Dabei widmet sich Regisseur Mike Mitchell einem zentralen Thema vieler Romantic Comedies. Verheiratete Männer werden von der Midlife-Crisis überrollt, die an der Oberfläche heile Familienwelt fühlt sich plötzlich leer und langweilig an. Wes Anderson näherte sich diesem Motiv zuletzt virtuos in "Fantastic Mr. Fox", aber auch große grüne Oger bleiben davon nicht verschont.
Anstatt die Idylle mit Frau und Kindern zu genießen, sehnt sich Shrek nach seinem früheren wilden Leben zurück. Kein Problem, flüstert ihm das diabolische Rumpelstilzchen zu. Ein magischer Hokuspokus macht aus dem braven Ehemann wieder einen monströsen Schrecken des Waldes.

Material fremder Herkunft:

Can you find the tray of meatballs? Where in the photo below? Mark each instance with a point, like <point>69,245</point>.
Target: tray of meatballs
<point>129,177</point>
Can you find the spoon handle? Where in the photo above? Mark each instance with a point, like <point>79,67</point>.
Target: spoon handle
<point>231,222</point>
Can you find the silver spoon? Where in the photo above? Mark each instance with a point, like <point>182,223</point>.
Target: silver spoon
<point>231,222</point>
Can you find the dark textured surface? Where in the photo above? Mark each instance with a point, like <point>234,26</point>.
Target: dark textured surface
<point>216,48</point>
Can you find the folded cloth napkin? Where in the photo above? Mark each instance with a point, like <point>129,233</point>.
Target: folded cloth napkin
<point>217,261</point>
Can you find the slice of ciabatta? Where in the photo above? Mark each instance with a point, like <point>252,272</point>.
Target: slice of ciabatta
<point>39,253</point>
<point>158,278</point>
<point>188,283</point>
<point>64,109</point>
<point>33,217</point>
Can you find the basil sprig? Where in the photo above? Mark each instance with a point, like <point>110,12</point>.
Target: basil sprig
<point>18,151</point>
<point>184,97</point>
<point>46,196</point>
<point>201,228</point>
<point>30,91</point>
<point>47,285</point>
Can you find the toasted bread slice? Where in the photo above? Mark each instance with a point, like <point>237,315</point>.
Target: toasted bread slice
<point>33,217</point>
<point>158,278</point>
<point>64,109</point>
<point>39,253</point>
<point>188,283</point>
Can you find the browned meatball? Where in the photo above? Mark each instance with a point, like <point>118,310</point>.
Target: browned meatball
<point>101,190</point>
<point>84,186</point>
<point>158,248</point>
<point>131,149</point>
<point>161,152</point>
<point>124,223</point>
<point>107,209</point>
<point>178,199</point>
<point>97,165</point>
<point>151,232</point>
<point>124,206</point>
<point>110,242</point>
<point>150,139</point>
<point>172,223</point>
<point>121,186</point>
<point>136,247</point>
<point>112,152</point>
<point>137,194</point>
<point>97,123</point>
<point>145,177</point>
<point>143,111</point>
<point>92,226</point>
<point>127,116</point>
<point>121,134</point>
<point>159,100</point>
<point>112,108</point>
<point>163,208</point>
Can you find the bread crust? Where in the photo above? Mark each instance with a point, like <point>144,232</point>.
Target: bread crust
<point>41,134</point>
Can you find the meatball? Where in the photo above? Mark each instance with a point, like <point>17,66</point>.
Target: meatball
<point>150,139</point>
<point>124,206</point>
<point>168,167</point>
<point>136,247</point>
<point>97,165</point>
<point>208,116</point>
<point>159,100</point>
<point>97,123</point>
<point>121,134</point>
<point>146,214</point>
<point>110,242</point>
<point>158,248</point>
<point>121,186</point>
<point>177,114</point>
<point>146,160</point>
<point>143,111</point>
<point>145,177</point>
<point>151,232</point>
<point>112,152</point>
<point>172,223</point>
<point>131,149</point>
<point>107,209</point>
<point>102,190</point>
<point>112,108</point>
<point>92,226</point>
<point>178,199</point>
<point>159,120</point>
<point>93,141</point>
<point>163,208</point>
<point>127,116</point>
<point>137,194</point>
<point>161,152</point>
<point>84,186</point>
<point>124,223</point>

Aber die schwarze Magie ändert den Lauf der Dinge komplett. Shrek wacht in einem Paralleluniversum auf, im dem alles anders ist. Sein alter Freund Esel erkennt ihn nicht mehr, sogar die geliebte Fiona agiert auf einmal wie eine Fremde. Und der gestiefelte Kater, noch immer mein Lieblingscharakter, ist faul, dick und noch gehässiger geworden.
Die schlechten News: An die köstlichen ersten beiden Teile kommt das neue Shrek-Epos trotzdem nicht annähernd heran, da helfen auch keine 3D-Brillen. Das vierte und angeblich letzte Oger-Abenteuer bietet sommerlich leichtfüßiges Monster-Entertainment mit Durchhängern.